1 - Escolhendo um candidato.

2 - Escolhendo apenas uma legenda

3 - Votando em branco

4 - Votando nulo

5 - Não votando (abstenção)

    Nenhum outo sistema conseguiu ampliar essas opções. E se manifestar contra eles é um direito garantido pela própria democracia, mas atentar contra ela é um ato ilegal e assim deve ser tratado. Mas não seguirei nessa análise hoje, vou trazer os fatos para o contexto da política macaense.
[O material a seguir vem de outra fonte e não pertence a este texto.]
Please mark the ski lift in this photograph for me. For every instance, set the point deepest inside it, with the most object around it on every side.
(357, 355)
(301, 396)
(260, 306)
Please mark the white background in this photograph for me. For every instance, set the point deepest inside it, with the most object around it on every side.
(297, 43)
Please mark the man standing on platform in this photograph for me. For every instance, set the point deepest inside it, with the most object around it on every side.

  Tenho defendido uma ação política que leva a um debate que poucas vezes foi levado adiante por aqui. Tenho proposto que se vote, nas eleições de 2022, em candidatos a deputado, tanto estadual quanto federal, que seja atuante na política municipal. E vou explicar meus ponto.
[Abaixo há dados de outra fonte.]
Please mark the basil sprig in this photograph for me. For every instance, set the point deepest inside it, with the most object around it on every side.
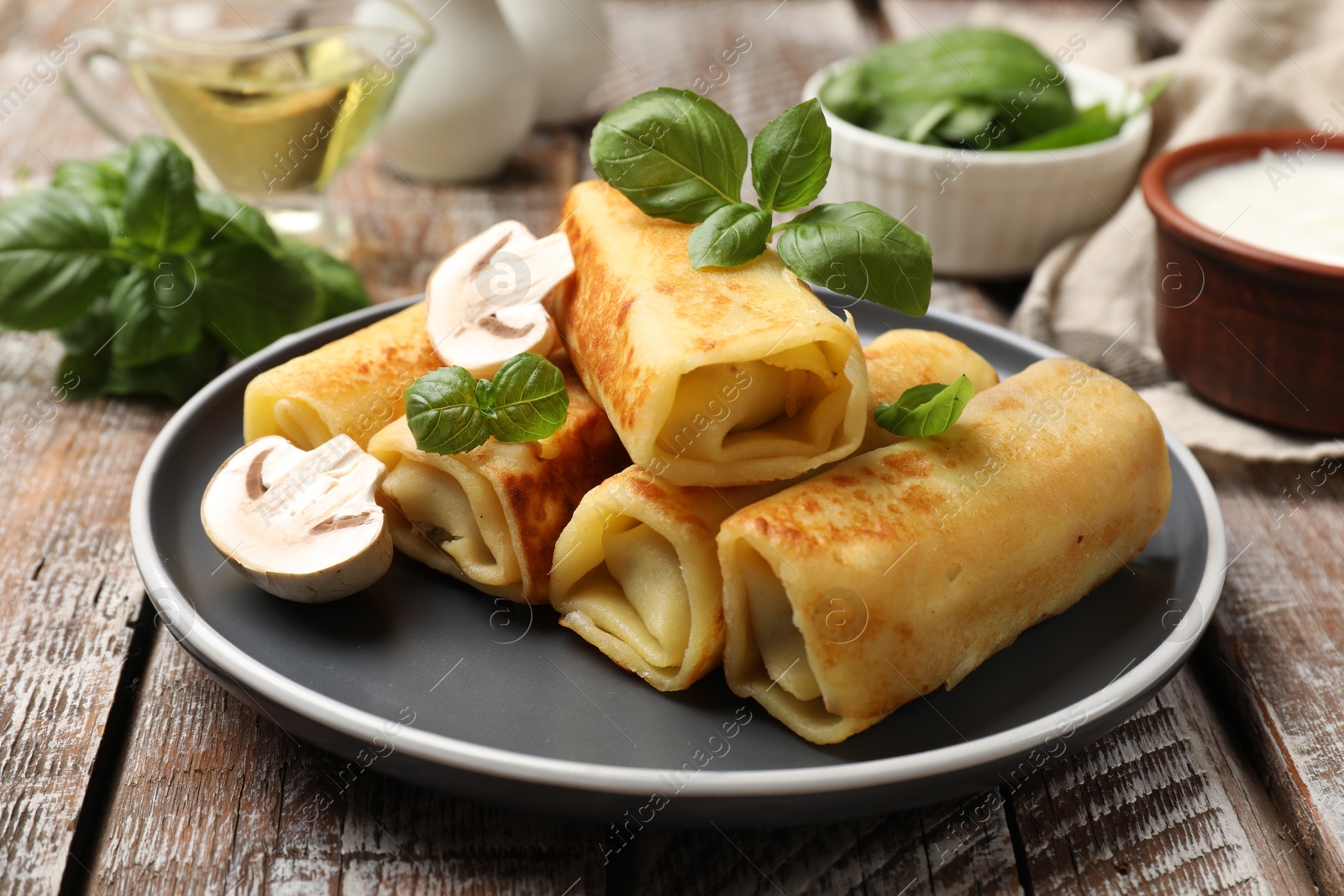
(925, 410)
(450, 412)
(678, 155)
(151, 282)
    Foram 120.094 eleitores em condições de voto na eleição de 2020. Número suficiente para chegar no que proponho: eleger  dois deputados estaduais e dois federais. As votações em 2018 mostram uma possibilidade muito clara e cito como exemplos as eleições dos deputados estaduais Marina (PMB) com 12.294 votos e Giovanni Ratinho (PTC) com 13.234 votos. Votação que pode ser facilmente alcançada apenas com os eleitores do município, é claro que a escolha do partido e a votação dos outros candidatos do partido tem muita influência no número de votos necessários para eleger um deputado.
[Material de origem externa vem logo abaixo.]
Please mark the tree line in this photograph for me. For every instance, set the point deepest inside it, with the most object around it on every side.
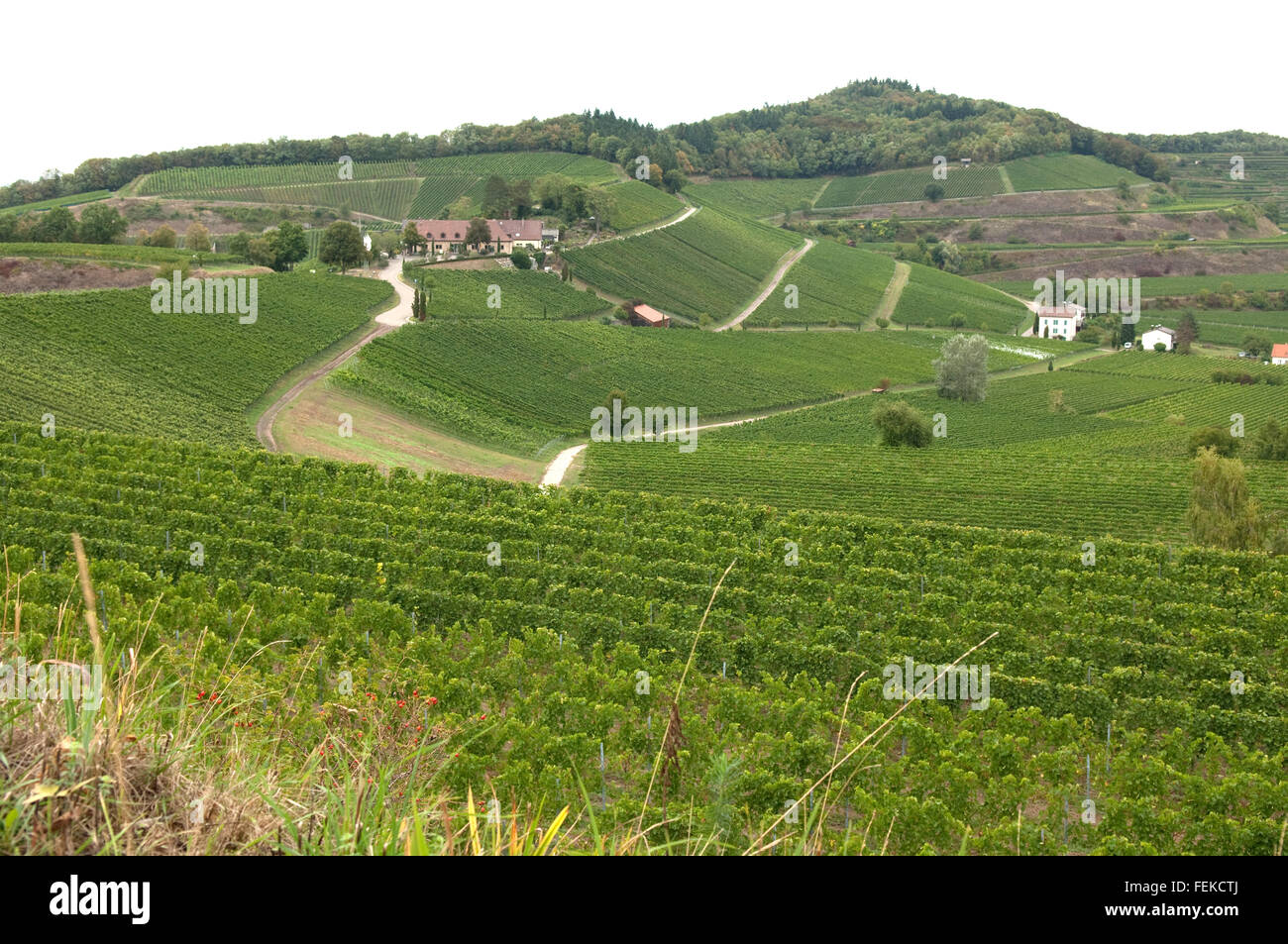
(864, 127)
 Então vou subir a régua dos votos e vou chegar em uma situação mais extrema. André Cecilliano (PT), hoje presidente da ALERJ foi eleito com 46.983 votos e Felipe Poubel (PSL) foi eleito com 27.832 votos. A soma de André e Felipe são de 74.815 votos. Quantitativo que pode ser alcançado apenas em nosso município, para isso é preciso unidade de pensamento.

    As críticas a eleição de políticos locais é justificada, pois temos um longo passado político e poucos resultados expressivos, desta forma parte dos eleitores preferem votar em candidatos "de fora" do que os locais. Mas olhando criticamente não é um ato que produza os efeitos desejados, isto é, votar em que é de fora não resulta em melhores ações políticas em Macaé. Vamos para alguns exemplos de 2018. 

* Carlos Macedo, bispo da igreja universal com domicílio eleitoral em São João de Meriti. Obteve 2.130 votos em Macaé e se elegeu deputado estadual. Retorno para Macaé? Zero.

* Samuel Malafaia, engenheiro com domicílio eleitoral na capital. Obteve 1.466 votos em Macaé e também se elegeu deputado estadual. 
Retorno para Macaé? Zero.

    Com esses exemplos fica claro que votar em quem é de fora é muito menos eficaz do que tentar encontrar bons nomes dentro de Macaé. 

    Para deputado federal os números são mais difíceis mas não impossíveis de se atingir. Utilizando uma referência média de votação dos deputados federais eleitos, é possível  chegar onde proponho, isto é, ter dois eleitos, Vamos aos exemplos. 

* Daniel Silveira do PSL se elegeu com 31.789 votos. 

* Jean Wyllys  se elegeu com 24.295 votos.  

Nas urnas de Macaé os deputados federais eleitos com maior numero de votos mas sem base por aqui foram Flor de Lis (PSD) com 3.311 votos e Hélio Lopes (PSL) com 2.832 votos, Que juntos não moveram uma palha por Macaé.

A soma dos dois deputados 56.084 votos. Números bem razoáveis de se alcançar. 

Portanto fica aberto o convite a análise. Podemos e devemos construir uma cultura eleitoral própria, com erros e acertos comuns a qualquer processo democrático.